Afrin is one of Syria's traditional olive growing areas, containing an estimated 13 million olive trees. The region is therefore well known for its extra virgin olive oil and Aleppo soap. Many families cultivate their own olive groves, so there are plenty of olive oil presses in the area. Wheat, pomegranates, grapes, melons, figs and vegetables are planted as well.  The Afrin River is the lifeline of the region for its people and nature. The dam on the Afrin forms an artificial lake which is of great economic importance for agriculture, fishing and regional tourism.

The oldest archaeological discoveries and historical buildings in the area of the present-day Afrin district date back around 3,000 years. The most important historical monuments of the region include the Roman theatre, the cemetery of the ancient city of Nabi Huri in the northeast and the early Byzantine monastery. The latter, located south of Afrin, is now a pilgrimage site also known as the Saint Simeon Citadel, where the first Christian saint Simeon lived until he died in 459.

Before the Turkish military offensive at the beginning of 2018, almost 350,000-500,000 people are thought to have lived in the Afrin region, including 125,000 refugees from other areas of Syria, mainly from Aleppo. According to statistics from the end of the 1990s, Arabs accounted for one percent of Arin’s population. After the civil war broke out in Syria in early 2011, so many refugees came from neighbouring towns and villages that the Arab population grew to 15 percent.

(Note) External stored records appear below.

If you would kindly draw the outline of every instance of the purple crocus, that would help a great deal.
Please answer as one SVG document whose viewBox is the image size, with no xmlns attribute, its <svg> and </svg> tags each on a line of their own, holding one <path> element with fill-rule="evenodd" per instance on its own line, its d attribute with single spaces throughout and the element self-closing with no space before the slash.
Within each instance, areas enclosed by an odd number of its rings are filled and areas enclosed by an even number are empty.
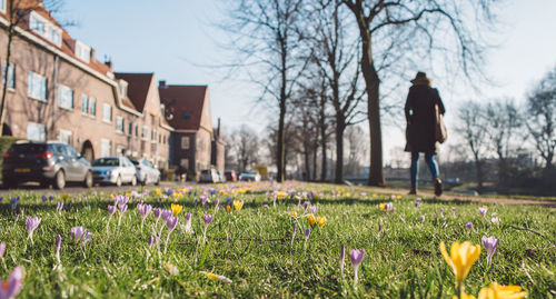
<svg viewBox="0 0 556 299">
<path fill-rule="evenodd" d="M 56 203 L 56 211 L 57 212 L 61 212 L 63 210 L 63 202 L 62 201 L 58 201 Z"/>
<path fill-rule="evenodd" d="M 357 270 L 359 269 L 359 265 L 365 258 L 365 249 L 351 249 L 349 251 L 349 258 L 351 259 L 351 265 L 354 266 L 354 286 L 357 285 L 359 277 L 357 276 Z"/>
<path fill-rule="evenodd" d="M 6 252 L 6 242 L 0 242 L 0 260 L 3 259 L 4 252 Z"/>
<path fill-rule="evenodd" d="M 58 265 L 60 265 L 60 248 L 62 246 L 62 236 L 58 235 L 56 236 L 56 260 L 58 261 Z"/>
<path fill-rule="evenodd" d="M 493 261 L 493 256 L 499 241 L 499 238 L 483 236 L 483 246 L 487 250 L 487 266 Z"/>
<path fill-rule="evenodd" d="M 40 218 L 38 217 L 27 217 L 26 227 L 29 239 L 31 239 L 31 243 L 33 243 L 33 231 L 39 227 Z"/>
<path fill-rule="evenodd" d="M 10 277 L 6 281 L 0 279 L 0 298 L 12 299 L 16 298 L 21 291 L 23 281 L 23 267 L 18 266 L 13 268 Z"/>
<path fill-rule="evenodd" d="M 340 272 L 344 277 L 344 265 L 346 263 L 346 247 L 341 245 L 340 247 Z"/>
</svg>

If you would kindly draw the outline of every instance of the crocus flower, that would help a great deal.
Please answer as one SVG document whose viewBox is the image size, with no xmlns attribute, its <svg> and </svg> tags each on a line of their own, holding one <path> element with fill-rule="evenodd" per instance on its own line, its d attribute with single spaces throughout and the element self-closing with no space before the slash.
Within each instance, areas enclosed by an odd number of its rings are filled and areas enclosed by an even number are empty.
<svg viewBox="0 0 556 299">
<path fill-rule="evenodd" d="M 234 209 L 236 209 L 236 211 L 241 210 L 241 207 L 244 207 L 242 200 L 234 200 Z"/>
<path fill-rule="evenodd" d="M 500 286 L 497 282 L 490 283 L 488 288 L 479 291 L 479 299 L 523 299 L 527 292 L 522 291 L 519 286 Z"/>
<path fill-rule="evenodd" d="M 181 210 L 183 209 L 182 206 L 180 205 L 171 205 L 171 209 L 172 209 L 172 215 L 176 217 L 178 216 L 179 212 L 181 212 Z"/>
<path fill-rule="evenodd" d="M 225 282 L 225 283 L 231 283 L 231 279 L 229 279 L 229 278 L 227 278 L 225 276 L 219 276 L 219 275 L 215 275 L 215 273 L 210 273 L 210 272 L 205 272 L 205 271 L 200 271 L 199 273 L 205 275 L 210 280 L 218 280 L 218 281 L 221 281 L 221 282 Z"/>
<path fill-rule="evenodd" d="M 351 259 L 351 265 L 354 266 L 354 286 L 357 285 L 359 277 L 357 276 L 357 270 L 359 269 L 359 265 L 365 258 L 365 249 L 351 249 L 349 251 L 349 258 Z"/>
<path fill-rule="evenodd" d="M 23 267 L 18 266 L 13 268 L 10 277 L 4 281 L 0 279 L 0 298 L 12 299 L 16 298 L 21 291 L 23 281 Z"/>
<path fill-rule="evenodd" d="M 62 246 L 62 236 L 58 235 L 56 236 L 56 246 L 54 246 L 54 252 L 56 252 L 56 260 L 58 261 L 58 265 L 60 265 L 60 248 Z"/>
<path fill-rule="evenodd" d="M 33 231 L 39 227 L 40 218 L 38 217 L 27 217 L 26 227 L 28 232 L 28 238 L 31 239 L 31 243 L 33 243 Z"/>
<path fill-rule="evenodd" d="M 494 252 L 496 251 L 496 247 L 498 246 L 499 241 L 500 241 L 499 238 L 483 236 L 483 246 L 485 247 L 485 249 L 487 251 L 487 265 L 488 266 L 493 261 L 493 256 L 494 256 Z"/>
<path fill-rule="evenodd" d="M 344 265 L 346 263 L 346 247 L 341 245 L 340 247 L 340 272 L 344 277 Z"/>
<path fill-rule="evenodd" d="M 307 250 L 307 240 L 309 239 L 309 236 L 311 235 L 311 229 L 307 228 L 305 230 L 305 241 L 304 241 L 304 250 Z"/>
<path fill-rule="evenodd" d="M 451 271 L 456 277 L 457 289 L 460 292 L 461 282 L 469 273 L 471 266 L 480 256 L 480 246 L 474 246 L 469 241 L 465 241 L 463 243 L 454 242 L 451 243 L 450 255 L 448 256 L 446 245 L 440 242 L 440 253 L 443 253 L 444 259 L 451 268 Z"/>
<path fill-rule="evenodd" d="M 488 212 L 488 207 L 479 207 L 479 212 L 480 212 L 480 216 L 485 217 L 486 213 Z"/>
</svg>

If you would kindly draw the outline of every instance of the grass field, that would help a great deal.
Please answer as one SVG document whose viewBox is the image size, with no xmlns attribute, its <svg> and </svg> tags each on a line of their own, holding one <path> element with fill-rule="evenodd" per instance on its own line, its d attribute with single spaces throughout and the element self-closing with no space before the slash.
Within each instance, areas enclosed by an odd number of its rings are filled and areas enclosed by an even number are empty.
<svg viewBox="0 0 556 299">
<path fill-rule="evenodd" d="M 90 192 L 43 200 L 40 195 L 14 193 L 13 199 L 3 198 L 1 278 L 16 266 L 24 269 L 19 298 L 451 298 L 455 276 L 439 245 L 444 241 L 449 251 L 455 241 L 470 241 L 481 252 L 464 281 L 466 293 L 477 296 L 497 281 L 523 287 L 528 298 L 556 296 L 553 209 L 487 205 L 483 217 L 479 207 L 484 205 L 423 198 L 416 208 L 415 197 L 296 182 L 138 192 L 127 195 L 127 203 L 116 195 L 122 209 L 125 205 L 128 208 L 122 213 L 116 208 L 111 218 L 108 207 L 115 205 L 113 195 Z M 12 203 L 17 196 L 20 200 Z M 202 196 L 207 197 L 205 203 Z M 153 209 L 182 206 L 169 238 L 167 225 L 162 219 L 157 221 L 153 212 L 146 217 L 141 231 L 139 200 Z M 305 201 L 310 201 L 307 210 Z M 64 203 L 60 211 L 58 202 Z M 391 202 L 394 210 L 384 211 L 380 203 L 386 202 Z M 312 228 L 307 217 L 311 209 L 317 221 Z M 190 228 L 187 213 L 191 213 Z M 205 215 L 214 215 L 208 226 Z M 41 219 L 32 241 L 26 228 L 28 217 Z M 473 228 L 467 228 L 468 222 Z M 90 238 L 85 233 L 76 242 L 75 227 L 82 227 Z M 61 237 L 59 261 L 57 235 Z M 489 266 L 483 236 L 500 239 Z M 351 249 L 365 250 L 355 286 Z"/>
</svg>

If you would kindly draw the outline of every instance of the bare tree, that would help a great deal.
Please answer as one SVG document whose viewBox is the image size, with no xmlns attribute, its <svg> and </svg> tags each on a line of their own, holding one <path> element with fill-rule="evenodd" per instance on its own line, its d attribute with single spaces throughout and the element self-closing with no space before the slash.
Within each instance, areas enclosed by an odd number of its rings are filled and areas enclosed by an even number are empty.
<svg viewBox="0 0 556 299">
<path fill-rule="evenodd" d="M 498 180 L 504 183 L 508 176 L 508 158 L 523 144 L 515 142 L 522 117 L 512 100 L 490 102 L 485 113 L 489 146 L 498 157 Z"/>
<path fill-rule="evenodd" d="M 335 111 L 336 137 L 336 176 L 335 182 L 344 181 L 344 132 L 357 119 L 357 110 L 363 99 L 360 92 L 359 63 L 357 57 L 358 37 L 348 34 L 349 26 L 345 20 L 348 11 L 344 10 L 340 0 L 315 0 L 312 3 L 315 20 L 311 30 L 311 48 L 315 60 L 320 67 L 330 89 L 330 101 Z"/>
<path fill-rule="evenodd" d="M 239 172 L 244 172 L 247 167 L 259 159 L 259 138 L 254 130 L 242 124 L 231 136 L 231 148 L 237 159 Z"/>
<path fill-rule="evenodd" d="M 297 22 L 301 18 L 301 0 L 240 0 L 230 1 L 231 24 L 226 29 L 239 37 L 235 47 L 244 54 L 242 64 L 262 66 L 265 72 L 251 79 L 264 92 L 260 99 L 278 107 L 276 166 L 277 181 L 284 180 L 286 113 L 295 82 L 304 66 L 296 57 L 299 36 Z M 262 78 L 262 79 L 260 79 Z"/>
<path fill-rule="evenodd" d="M 545 170 L 550 170 L 556 150 L 556 68 L 530 92 L 526 112 L 525 123 L 535 148 L 545 162 Z"/>
<path fill-rule="evenodd" d="M 485 109 L 476 103 L 468 101 L 458 110 L 459 124 L 457 132 L 464 138 L 469 147 L 475 161 L 476 179 L 478 189 L 483 189 L 484 182 L 484 159 L 488 151 L 487 122 Z"/>
<path fill-rule="evenodd" d="M 351 10 L 361 38 L 360 63 L 368 97 L 371 144 L 369 185 L 385 185 L 380 77 L 408 60 L 430 59 L 435 52 L 443 52 L 457 57 L 457 64 L 470 78 L 470 73 L 480 69 L 484 52 L 478 36 L 481 31 L 471 30 L 470 26 L 492 23 L 490 7 L 495 2 L 498 1 L 342 0 Z M 475 16 L 469 16 L 469 12 Z"/>
</svg>

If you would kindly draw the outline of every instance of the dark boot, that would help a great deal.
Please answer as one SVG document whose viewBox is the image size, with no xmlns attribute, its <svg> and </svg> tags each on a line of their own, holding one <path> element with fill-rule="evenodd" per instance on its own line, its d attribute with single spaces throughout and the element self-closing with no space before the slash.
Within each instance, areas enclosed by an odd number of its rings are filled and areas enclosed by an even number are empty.
<svg viewBox="0 0 556 299">
<path fill-rule="evenodd" d="M 440 178 L 435 178 L 434 182 L 435 182 L 435 195 L 439 197 L 443 195 L 443 181 L 440 180 Z"/>
<path fill-rule="evenodd" d="M 409 190 L 408 195 L 416 196 L 417 195 L 417 188 L 416 187 L 411 187 L 411 190 Z"/>
</svg>

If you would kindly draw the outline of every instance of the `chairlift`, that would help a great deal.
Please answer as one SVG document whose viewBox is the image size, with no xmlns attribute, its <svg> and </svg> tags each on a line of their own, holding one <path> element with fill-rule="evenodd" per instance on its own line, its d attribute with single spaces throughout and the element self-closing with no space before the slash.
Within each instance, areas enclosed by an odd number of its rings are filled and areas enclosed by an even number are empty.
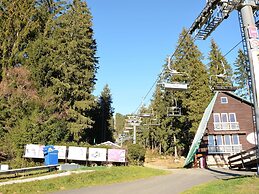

In 2012, Syrian government troops initially withdrew from Afrin. Not long afterwards, the Kurdish militia “People's Protection Units” (YPG) took control of the city and in 2014 it established three cantons under the name Rojava (“West Kurdistan”) in Afrin, Kobani and Jazira.


On 20 January 2018, the Turkish army launched “Operation Olive Branch” against YPG in region. Afrin was captured by Turkish troops on March 18th  2018. Since then, the entire area has been under the control of the Turkish army and their allies.

The people of Afrin pay a high price for the conflicts of the powerful players in the Middle East. For one thing, the political and military conflict between the PKK and its offshoots and Turkey has continued to grow since 1984. The combat between the Turkish army and the militant PKK (Kurdistan Workers' Party) has clearly left its mark: around 40,000 people dead, 3,500 villages destroyed, over 2.5 million people forced to flee and migrate. The conflict has strengthened ethnic polarization and nationalism on both sides. For another, the armed conflict in Syria has been raging since 2011. The Syrian armed forces, under the command of President Bashar al-Assad and his allies, are up against armed groups supported by Turkey, such as the Free Syrian Army and Ahrar al-Sham.